Entonces, mientras los asustados técnicos sentían que ya no podían contener más el aliento, el teletipo adjunto a la computadora cobró vida repentinamente. Aparecieron cinco palabras impresas:
DATOS INSUFICIENTES PARA RESPUESTA ESCLARECEDORA.
- No hay respuesta -murmuró Lupov. Salieron apresuradamente. A la mañana siguiente, los dos, con dolor de cabeza y la boca pastosa, habían olvidado el incidente.
 
Jerrod, Jerrodine y Jerrodette I y II observaban la imagen estrellada en la pantalla visora mientras completaban el pasaje por el hiperespacio en un lapso fuera de las dimensiones del tiempo. Inmediatamente, el uniforme polvo de estrellas dio paso al predominio de un único disco de mármol, brillante, centrado.
- Es X-23 - dijo Jerrod con confianza. Sus manos delgadas se entrelazaron con fuerza detrás de su espalda y los nudillos se pusieron blancos.
Las pequeñas Jerrodettes, niñas ambas, habían experimentado el pasaje por el hiperespacio por primera vez en su vida. Contuvieron sus risas y se persiguieron locamente alrededor de la madre, gritando:
- Hemos llegado a X-23 ... hemos llegado a X-23 ... hemos llegado a X-23 ... hemos llegado ...
- Tranquilas, niñas -dijo rápidamente Jerrodine-. ¿Estás seguro, Jerrod?
- ¿De qué hay que estar seguro? -preguntó Jerrod, echando una mirada al tubo de metal justo debajo del techo, que ocupaba toda la longitud de la habitación y desaparecía a través de la pared en cada extremo.
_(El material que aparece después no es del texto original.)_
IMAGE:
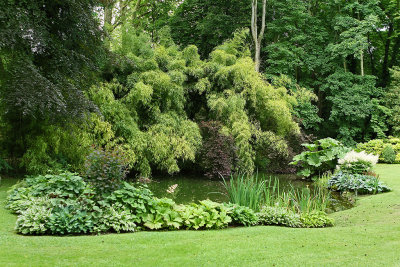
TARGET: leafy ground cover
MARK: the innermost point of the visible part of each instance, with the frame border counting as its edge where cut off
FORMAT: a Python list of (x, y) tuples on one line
[(365, 235)]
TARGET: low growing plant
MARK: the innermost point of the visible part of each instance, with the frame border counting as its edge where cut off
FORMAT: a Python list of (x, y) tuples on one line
[(242, 215), (315, 219), (246, 190), (363, 184), (105, 170), (357, 162), (322, 156), (388, 155), (279, 216)]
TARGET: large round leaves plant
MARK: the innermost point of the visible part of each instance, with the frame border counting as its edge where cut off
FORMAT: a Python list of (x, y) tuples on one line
[(320, 157)]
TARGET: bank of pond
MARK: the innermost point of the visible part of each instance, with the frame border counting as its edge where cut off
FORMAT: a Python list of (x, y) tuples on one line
[(67, 204)]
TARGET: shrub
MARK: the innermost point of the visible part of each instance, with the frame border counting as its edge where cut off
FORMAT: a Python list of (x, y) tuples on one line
[(217, 155), (137, 199), (112, 218), (163, 215), (246, 190), (205, 215), (63, 185), (70, 217), (4, 167), (279, 216), (33, 220), (388, 154), (357, 162), (242, 215), (105, 170), (377, 146), (322, 156), (315, 219), (363, 184)]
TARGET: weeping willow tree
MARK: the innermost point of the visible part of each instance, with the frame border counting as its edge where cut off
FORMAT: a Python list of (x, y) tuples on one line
[(158, 96)]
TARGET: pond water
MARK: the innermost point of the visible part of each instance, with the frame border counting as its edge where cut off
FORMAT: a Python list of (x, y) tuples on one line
[(193, 188)]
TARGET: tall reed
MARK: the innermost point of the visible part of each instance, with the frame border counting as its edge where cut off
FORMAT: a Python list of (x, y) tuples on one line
[(255, 192), (246, 190)]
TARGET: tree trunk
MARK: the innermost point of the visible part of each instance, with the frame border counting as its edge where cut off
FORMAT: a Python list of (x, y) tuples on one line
[(385, 67), (362, 62), (257, 36)]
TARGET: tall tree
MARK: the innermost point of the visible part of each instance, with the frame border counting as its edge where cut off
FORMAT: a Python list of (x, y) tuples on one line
[(49, 51), (257, 36), (208, 23)]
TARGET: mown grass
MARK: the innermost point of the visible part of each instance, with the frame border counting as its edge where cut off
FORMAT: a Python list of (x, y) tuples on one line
[(367, 235)]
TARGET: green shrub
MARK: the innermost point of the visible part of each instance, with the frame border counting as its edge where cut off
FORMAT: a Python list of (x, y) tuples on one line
[(113, 219), (63, 185), (377, 146), (279, 216), (33, 220), (242, 215), (315, 219), (163, 215), (363, 184), (137, 199), (205, 215), (388, 154), (322, 156), (105, 170), (246, 190), (4, 167), (70, 217), (357, 162)]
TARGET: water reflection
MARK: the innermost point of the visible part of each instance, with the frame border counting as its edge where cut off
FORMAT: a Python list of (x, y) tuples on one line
[(192, 188)]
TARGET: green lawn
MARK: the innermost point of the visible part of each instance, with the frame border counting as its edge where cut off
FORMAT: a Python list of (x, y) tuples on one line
[(367, 235)]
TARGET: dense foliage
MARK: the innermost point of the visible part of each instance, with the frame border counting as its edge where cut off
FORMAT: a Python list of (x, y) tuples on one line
[(377, 146), (151, 79), (357, 162), (321, 156), (362, 184), (64, 204), (49, 53)]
Tenía la misma longitud que la nave.
Jerrod sabía poquísimo sobre el grueso tubo de metal excepto que sellamaba Microvac, que uno le hacía preguntas si lo deseaba; que aunque uno no se las hiciera de todas maneras cumplía con su tarea de conducir la nave hacia un destino prefijado, de abastecerla de energía desde alguna de las diversas estaciones de Energía Subgaláctica y de computar las ecuaciones para los saltos hiperespaciales.
Jerrod y su familia no tenían otra cosa que hacer sino esperar y vivir en los cómodos sectores residenciales de la nave.
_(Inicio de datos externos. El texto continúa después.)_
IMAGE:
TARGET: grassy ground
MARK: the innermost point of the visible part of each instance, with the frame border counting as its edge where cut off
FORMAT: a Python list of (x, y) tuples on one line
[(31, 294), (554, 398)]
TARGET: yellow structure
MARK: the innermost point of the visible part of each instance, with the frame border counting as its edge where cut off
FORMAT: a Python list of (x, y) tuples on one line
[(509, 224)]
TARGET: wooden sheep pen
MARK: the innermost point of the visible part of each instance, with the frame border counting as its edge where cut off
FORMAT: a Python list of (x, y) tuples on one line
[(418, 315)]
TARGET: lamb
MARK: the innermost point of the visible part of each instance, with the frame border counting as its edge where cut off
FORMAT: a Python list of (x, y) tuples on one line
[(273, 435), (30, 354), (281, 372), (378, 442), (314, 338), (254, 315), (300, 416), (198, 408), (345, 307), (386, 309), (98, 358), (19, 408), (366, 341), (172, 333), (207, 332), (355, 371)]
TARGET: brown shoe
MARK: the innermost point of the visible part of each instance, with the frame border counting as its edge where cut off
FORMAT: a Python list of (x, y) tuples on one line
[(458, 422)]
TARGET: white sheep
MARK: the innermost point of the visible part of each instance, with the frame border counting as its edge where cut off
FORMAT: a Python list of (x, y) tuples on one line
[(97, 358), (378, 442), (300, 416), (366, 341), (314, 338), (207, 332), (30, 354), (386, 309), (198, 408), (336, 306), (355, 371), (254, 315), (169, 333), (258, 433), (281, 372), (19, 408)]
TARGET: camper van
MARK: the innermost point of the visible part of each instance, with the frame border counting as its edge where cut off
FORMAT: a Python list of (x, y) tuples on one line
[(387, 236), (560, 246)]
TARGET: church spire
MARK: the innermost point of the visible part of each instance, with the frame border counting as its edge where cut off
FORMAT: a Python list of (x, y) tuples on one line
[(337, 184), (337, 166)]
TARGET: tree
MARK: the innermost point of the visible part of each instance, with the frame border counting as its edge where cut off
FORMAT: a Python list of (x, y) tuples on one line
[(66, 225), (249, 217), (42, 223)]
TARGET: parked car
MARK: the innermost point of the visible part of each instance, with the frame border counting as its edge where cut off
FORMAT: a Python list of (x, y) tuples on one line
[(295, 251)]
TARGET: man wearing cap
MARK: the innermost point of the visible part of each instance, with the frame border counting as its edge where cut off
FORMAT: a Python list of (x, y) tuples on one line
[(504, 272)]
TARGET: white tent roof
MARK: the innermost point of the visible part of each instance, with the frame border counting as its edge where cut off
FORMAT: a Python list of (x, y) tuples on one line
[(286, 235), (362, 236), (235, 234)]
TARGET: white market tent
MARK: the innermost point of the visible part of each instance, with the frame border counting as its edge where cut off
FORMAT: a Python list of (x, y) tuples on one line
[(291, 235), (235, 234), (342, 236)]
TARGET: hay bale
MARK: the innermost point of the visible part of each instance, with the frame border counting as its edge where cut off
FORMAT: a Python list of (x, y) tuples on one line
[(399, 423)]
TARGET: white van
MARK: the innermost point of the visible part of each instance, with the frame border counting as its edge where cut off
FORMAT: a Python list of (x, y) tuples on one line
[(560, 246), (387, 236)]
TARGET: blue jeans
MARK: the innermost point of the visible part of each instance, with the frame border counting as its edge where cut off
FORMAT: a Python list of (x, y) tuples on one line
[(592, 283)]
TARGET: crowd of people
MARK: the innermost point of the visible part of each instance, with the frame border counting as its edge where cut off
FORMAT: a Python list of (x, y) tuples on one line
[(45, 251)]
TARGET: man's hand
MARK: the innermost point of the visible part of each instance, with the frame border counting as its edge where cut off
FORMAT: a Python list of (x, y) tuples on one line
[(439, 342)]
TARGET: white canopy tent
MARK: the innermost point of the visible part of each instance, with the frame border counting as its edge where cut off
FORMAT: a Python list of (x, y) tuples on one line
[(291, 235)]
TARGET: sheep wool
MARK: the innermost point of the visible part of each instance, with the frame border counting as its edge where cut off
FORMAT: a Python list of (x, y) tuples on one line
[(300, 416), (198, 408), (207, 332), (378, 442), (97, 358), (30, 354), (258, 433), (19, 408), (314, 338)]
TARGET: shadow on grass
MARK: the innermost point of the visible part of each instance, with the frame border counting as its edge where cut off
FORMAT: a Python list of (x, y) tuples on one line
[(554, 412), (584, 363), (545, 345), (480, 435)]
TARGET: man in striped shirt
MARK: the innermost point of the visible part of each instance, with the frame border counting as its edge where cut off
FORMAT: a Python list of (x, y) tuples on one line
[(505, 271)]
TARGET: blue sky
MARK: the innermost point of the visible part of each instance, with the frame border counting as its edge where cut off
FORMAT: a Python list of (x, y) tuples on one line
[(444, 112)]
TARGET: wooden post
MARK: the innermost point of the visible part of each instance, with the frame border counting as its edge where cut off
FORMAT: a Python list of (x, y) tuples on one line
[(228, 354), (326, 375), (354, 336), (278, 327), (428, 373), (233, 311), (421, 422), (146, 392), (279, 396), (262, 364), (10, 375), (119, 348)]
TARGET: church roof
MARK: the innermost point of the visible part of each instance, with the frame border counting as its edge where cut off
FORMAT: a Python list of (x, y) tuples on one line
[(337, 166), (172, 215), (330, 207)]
Cierta vez alguien le había dicho a Jerrod, que el "ac" al final de
"Microvac" quería decir "computadora analógica" en inglés antiguo, pero
estaba a punto de olvidar incluso eso.
Los ojos de Jerrodine estaban húmedos cuando miró la pantalla.
- No puedo evitarlo. Me siento extraña al salir de la Tierra.
- ¿Por qué, caramba? -preguntó Jerrod-. No teníamos nada allí. En X-23 tendremos todo. No estarás sola. No serás una pionera. Ya hay un millón de personas en ese planeta. Por Dios, nuestros bisnietos tendrán que buscar nuevos mundos porque llegará el día en que X-23 estará superpoblado. -Luego agregó, después de una pausa reflexiva:
- Te aseguro que es una suerte que las computadoras hayan desarrollado los viajes interestelares, considerando el ritmo al que aumenta la raza.
- Lo sé, lo sé -respondió Jerrodine con tristeza.
Jerrodette I dijo de inmediato:
- Nuestra Microvac es la mejor Microvac del mundo.
- Eso creo yo también -repuso Jerrod, desordenándole el pelo.
Era realmente una sensación muy agradable tener una Microvac propia y Jerrod estaba contento de ser parte de su generación y no de otra. En la juventud de su padre las únicas computadoras eran unas enormes máquinas que ocupaban un espacio de ciento cincuenta kilómetros cuadrados.
Sólo había una por planeta. Se llamaban ACs Planetarias. Durante mil años habían crecido constantemente en tamaño y luego, de pronto, llegó el refinamiento. En lugar de transistores hubo válvulas moleculares, de manera que hasta la AC Planetaria más grande podía colocarse en una nave espacial y ocupar sólo la mitad del espacio disponible.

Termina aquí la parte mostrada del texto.